In commemoration of the meritorious services performed during the Peninsula war, his Majesty was also graciously pleased to authorise the word Peninsula, to be borne upon the colours and appointments of the Queen's Royal.
The division of the Queen's Royal serving on the continent embarked at Barsac in June, and landing at Cork marched to Fermoy, where it stayed about a month, after which it proceeded to Plymouth, and subsequently joined the head-quarters at Chichester.
1815
During the whole of the year 1815 the regiment was stationed at Gosport; and in January 1816 it was moved to Chatham, and from thence, on the 11th of April, to Portsmouth, where it embarked for the West Indies on the 24th of April, 1816, having previously received 300 general service men from the depôt in the Isle of Wight. It landed at Barbadoes on the 5th of June, where it was quartered in barracks at St. Anne's.

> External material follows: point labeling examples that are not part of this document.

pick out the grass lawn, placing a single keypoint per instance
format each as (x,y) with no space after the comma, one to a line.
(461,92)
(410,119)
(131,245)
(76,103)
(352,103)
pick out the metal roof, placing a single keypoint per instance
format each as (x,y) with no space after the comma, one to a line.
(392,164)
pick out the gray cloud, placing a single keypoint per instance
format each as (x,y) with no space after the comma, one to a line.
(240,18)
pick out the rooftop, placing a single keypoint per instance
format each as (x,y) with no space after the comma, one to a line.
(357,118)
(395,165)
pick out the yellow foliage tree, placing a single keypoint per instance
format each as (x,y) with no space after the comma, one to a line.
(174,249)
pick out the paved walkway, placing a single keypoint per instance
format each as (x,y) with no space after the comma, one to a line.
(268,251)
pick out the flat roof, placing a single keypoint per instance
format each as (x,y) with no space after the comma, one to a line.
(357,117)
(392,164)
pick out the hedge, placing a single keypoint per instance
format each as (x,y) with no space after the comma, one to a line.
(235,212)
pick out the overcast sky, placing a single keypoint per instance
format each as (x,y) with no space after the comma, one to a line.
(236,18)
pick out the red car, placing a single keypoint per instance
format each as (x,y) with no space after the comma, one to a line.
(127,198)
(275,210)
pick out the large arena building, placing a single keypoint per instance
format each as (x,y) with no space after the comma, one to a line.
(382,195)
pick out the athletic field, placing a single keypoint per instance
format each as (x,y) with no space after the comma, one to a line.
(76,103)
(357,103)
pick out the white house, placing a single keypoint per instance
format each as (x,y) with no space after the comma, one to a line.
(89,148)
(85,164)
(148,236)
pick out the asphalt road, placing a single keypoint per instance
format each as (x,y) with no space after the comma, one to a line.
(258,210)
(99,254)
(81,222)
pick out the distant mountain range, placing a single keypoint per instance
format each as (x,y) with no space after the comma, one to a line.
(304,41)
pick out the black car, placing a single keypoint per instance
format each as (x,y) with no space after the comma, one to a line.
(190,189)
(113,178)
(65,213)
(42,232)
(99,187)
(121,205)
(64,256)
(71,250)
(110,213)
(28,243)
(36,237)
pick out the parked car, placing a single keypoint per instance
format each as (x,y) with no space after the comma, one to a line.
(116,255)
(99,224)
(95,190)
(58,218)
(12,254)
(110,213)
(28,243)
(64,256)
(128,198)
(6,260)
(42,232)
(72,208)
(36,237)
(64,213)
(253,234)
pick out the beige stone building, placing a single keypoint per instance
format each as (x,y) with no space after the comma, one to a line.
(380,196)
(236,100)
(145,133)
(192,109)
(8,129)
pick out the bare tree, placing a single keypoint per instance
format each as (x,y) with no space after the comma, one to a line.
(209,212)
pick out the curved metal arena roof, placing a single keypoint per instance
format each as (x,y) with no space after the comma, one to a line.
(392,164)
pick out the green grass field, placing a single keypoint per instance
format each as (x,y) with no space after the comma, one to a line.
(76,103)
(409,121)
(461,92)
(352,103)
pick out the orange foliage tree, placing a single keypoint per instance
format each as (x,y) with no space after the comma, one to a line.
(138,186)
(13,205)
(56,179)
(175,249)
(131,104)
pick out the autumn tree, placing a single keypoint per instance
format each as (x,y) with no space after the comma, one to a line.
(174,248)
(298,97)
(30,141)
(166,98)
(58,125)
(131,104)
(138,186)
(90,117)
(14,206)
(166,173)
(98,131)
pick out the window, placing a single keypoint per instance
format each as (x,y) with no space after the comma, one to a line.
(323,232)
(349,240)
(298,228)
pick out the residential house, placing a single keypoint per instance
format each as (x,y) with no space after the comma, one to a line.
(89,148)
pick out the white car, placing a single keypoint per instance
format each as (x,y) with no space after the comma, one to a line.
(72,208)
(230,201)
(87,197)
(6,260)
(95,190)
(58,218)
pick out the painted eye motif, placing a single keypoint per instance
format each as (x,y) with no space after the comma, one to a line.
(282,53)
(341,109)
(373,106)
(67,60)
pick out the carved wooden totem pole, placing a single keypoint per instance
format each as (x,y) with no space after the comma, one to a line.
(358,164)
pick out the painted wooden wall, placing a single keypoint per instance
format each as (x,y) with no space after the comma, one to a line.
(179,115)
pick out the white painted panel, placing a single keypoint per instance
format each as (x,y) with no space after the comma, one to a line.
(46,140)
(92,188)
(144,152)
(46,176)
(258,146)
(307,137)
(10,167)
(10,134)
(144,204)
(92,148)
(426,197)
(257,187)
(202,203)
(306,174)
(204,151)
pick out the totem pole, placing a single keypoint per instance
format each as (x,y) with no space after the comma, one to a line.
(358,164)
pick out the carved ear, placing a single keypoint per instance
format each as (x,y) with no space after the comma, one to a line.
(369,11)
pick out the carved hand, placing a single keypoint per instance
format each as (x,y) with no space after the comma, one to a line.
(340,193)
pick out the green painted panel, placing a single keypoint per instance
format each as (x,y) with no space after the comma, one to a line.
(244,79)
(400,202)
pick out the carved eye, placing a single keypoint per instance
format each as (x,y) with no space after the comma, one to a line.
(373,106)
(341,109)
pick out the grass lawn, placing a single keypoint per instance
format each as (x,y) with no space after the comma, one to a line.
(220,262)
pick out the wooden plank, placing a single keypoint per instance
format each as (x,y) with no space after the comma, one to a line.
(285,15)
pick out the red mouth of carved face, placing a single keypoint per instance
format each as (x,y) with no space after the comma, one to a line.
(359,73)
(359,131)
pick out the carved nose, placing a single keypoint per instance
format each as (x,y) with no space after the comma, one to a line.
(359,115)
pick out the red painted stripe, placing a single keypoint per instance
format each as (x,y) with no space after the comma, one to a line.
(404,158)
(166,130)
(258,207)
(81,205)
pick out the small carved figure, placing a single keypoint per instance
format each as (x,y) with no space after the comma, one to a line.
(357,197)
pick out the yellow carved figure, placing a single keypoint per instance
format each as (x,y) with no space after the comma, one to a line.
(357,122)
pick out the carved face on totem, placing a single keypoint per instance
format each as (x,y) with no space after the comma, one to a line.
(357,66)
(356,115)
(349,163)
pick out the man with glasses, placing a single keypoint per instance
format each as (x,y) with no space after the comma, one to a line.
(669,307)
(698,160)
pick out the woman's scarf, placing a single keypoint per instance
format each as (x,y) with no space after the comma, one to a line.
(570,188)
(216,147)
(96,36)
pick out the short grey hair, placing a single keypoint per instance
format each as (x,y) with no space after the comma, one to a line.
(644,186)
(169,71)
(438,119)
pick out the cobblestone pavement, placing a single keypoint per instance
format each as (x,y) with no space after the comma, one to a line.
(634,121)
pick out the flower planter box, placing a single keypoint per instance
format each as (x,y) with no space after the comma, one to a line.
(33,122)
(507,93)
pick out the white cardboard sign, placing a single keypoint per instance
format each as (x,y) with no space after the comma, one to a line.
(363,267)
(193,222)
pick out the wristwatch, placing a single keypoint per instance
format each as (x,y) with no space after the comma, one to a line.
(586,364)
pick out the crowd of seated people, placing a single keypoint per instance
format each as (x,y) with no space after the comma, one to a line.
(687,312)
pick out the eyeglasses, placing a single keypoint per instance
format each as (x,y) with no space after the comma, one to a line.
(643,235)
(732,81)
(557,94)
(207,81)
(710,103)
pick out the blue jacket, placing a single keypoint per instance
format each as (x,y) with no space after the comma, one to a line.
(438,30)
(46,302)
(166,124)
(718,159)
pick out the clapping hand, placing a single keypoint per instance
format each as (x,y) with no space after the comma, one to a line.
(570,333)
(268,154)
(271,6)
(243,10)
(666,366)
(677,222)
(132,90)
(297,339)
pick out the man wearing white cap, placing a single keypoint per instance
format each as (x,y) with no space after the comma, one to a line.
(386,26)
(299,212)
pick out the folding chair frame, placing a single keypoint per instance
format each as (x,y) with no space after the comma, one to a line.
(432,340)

Some time before the Queen's arrived in Barbadoes, martial law had been proclaimed in consequence of an insurrection among the negroes, which, however, was soon quelled. The sickly season, which usually sets in about the month of September, was this year one of the most fatal remembered for a long period, and the Queen's Royal felt all its severity. In October the yellow fever broke out and raged with unabated fury until Christmas, during which short space it carried off 11 officers, upwards of 200 men, and more than half the women and children of the regiment. The officers who fell victims to its fury were Major Conolly, Captain Gordon, Lieutenants Clutterbuck, M'Dougall, Grey, Norman, and Grant; Lieutenant and Adjutant Spencer, Assistant-Surgeon Pendergrast, and Ensigns Massie and Richmond, to whose memory their surviving brother-officers erected a handsome marble monument in the Cathedral Church of Bridgetown.
1817
In 1817, the right wing of the regiment embarked for St. Vincent, and the left for Grenada; the men continued to suffer from dysentery, and other complaints which followed the ravages of the fever, and many were carried off. Amongst the number was Lieutenant Adams, who died of fever in Grenada.
1819
1820
In April, 1819, the regiment embarked for Demerara and Berbice, the head-quarters with seven companies being stationed at the first, and the three other companies at the latter place. The men were very healthy at the time of their arrival, but the climate of these colonies (originally settled by the Dutch), the soil of which lies below the level of the sea, soon, and severely, affected both officers and privates. They suffered first under intermittent fever, but the yellow fever afterwards made its appearance, and carried off great numbers. The detachment stationed at Berbice, which remained perfectly healthy until the month of November 1820, was, in a few subsequent weeks, nearly annihilated by that baneful malady, amongst whose victims were Major Thistlethwaite, the commandant, and Lieutenant Glasson.
About this time the regiment received a new pair of colours, which were consecrated, in due form, on the parade ground near Eve Leary barracks, on the 10th of November, 1820, and presented by Mrs. Jordan, wife of Lieutenant-Colonel John Jordan, then commanding the regiment. After the ceremony a splendid entertainment was given by the officers.